September 24, 2024, Location – Fight the Fakes Alliance is excited to announce and welcome the Université la Source Conakry as the newest member of the Alliance. Given that one-fifth of medicines in Africa are potentially substandard or falsified (SFs), and that SFs in sub-Saharan kill almost 500,000 people each year, this partnership is monumental in building and expanding the reach of Fight the Fakes campaign in a critical region.
Université la Source Conakry’s commitment to campaigning about substandard and falsified medicines makes the University the perfect new addition to the Fight the Fakes Alliance. The Université la Source Conakry recognizes the importance of fighting against SFs and has been committed to the fight against SFs for several years. Efforts from the University, including raising visibility of the issue at congresses and other events across the continent where medicines are analyzed, against the rise of SFs emphasizes the University’s commitment to the cause.
The involvement of the University faculty and students in progressing the fight against SFs creates a special opportunity for community impact. Every year, Université la Source Conakry conducts a campaign about SFs, where students and University employees visit villages and other cities outside of Conakry to teach health workers and the local population including schools for children about the dangers of SFs. In 2023, students from Universite la Source Conakry in Guinea, with others in Cameroon, Congo, Ethiopia, Madagascar, and Ivory Coast have come together to expose the harsh truth about fake and substandard medicines through a video.
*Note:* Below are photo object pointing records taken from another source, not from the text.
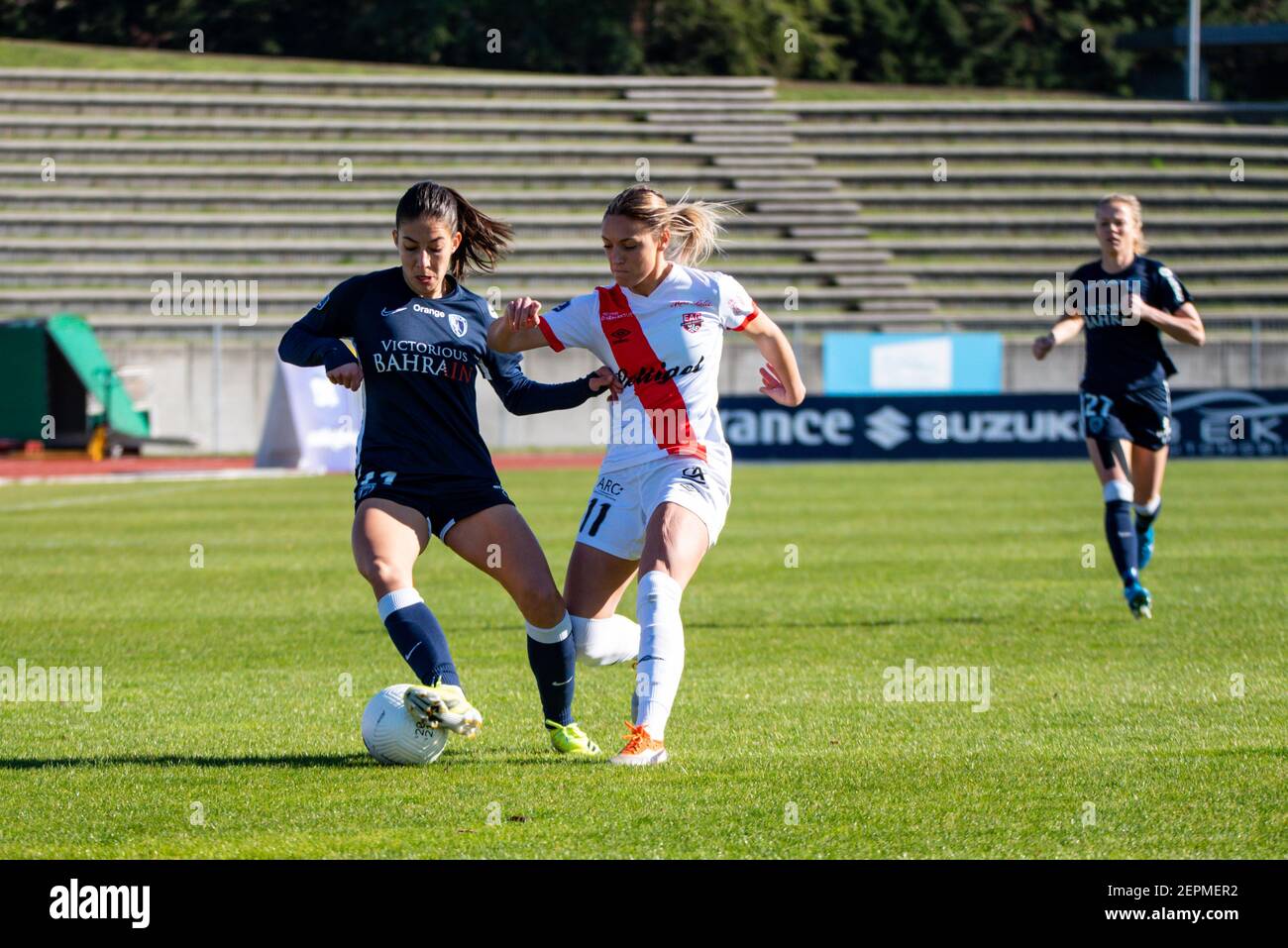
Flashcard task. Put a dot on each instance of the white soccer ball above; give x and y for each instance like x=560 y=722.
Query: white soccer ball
x=393 y=736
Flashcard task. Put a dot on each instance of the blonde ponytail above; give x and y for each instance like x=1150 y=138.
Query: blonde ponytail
x=696 y=227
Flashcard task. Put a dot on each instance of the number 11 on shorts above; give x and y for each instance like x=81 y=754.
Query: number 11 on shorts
x=599 y=518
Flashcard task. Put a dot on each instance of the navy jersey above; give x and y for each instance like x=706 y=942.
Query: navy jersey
x=419 y=360
x=1125 y=357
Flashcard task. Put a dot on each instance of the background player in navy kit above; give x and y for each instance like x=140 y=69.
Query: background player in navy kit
x=1122 y=300
x=423 y=467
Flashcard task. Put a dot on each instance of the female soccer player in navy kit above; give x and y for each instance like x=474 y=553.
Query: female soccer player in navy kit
x=423 y=467
x=1126 y=412
x=664 y=487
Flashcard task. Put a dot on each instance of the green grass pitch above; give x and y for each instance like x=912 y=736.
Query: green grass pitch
x=226 y=728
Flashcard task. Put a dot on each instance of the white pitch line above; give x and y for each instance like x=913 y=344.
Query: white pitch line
x=188 y=481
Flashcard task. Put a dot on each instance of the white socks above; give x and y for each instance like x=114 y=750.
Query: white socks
x=605 y=640
x=1149 y=509
x=398 y=599
x=661 y=651
x=553 y=635
x=1119 y=489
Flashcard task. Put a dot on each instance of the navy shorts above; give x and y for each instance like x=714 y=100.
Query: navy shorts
x=441 y=500
x=1142 y=416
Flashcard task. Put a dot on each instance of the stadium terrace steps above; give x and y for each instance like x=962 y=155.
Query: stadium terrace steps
x=292 y=303
x=454 y=81
x=318 y=277
x=217 y=151
x=375 y=253
x=1028 y=108
x=1070 y=130
x=214 y=103
x=235 y=176
x=343 y=129
x=498 y=201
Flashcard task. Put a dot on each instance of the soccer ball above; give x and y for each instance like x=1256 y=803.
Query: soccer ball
x=393 y=736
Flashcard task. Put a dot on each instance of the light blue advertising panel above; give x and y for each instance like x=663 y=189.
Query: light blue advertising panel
x=911 y=364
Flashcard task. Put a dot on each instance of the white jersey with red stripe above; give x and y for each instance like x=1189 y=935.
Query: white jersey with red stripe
x=666 y=351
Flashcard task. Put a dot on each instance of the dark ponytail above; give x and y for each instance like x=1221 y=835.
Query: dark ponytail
x=483 y=239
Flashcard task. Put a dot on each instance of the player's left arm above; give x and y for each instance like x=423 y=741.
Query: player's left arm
x=522 y=395
x=1184 y=324
x=781 y=375
x=1175 y=313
Through this partnership, the Alliance hopes to support existing work and looks forward to advancing future projects the University is working to initiate. The Dean of the Faculty of Pharmacy at Université la Source Conakry, Professor Sylla, notes that “this year, because we have students from many French-speaking areas of Africa, we plan to also collaborate and cooperate with the University of Haiti on a campaign for substandard and falsified medicines”.
The Fight the Fakes Alliance is excited to welcome the Université la Source Conakry and looks forward to advancing the fight against SFs together.
About Fight the Fakes
Fight the Fakes is a campaign that aims to raise awareness about the dangers of fake medicines. The campaign gives a voice to those who have been personally impacted and shares the stories of those working to put a stop to this threat to public health. It seeks to build a global movement of organizations and individuals who will shine light on the negative impact that fake medicines have on people around the globe and to reduce the negative consequences on individuals worldwide. Fight the Fakes campaign is the first campaign to address the issue of responsibility from the beginning to the end of the pharmaceutical supply chain, by involving and coordinating stakeholders from a wide range of backgrounds.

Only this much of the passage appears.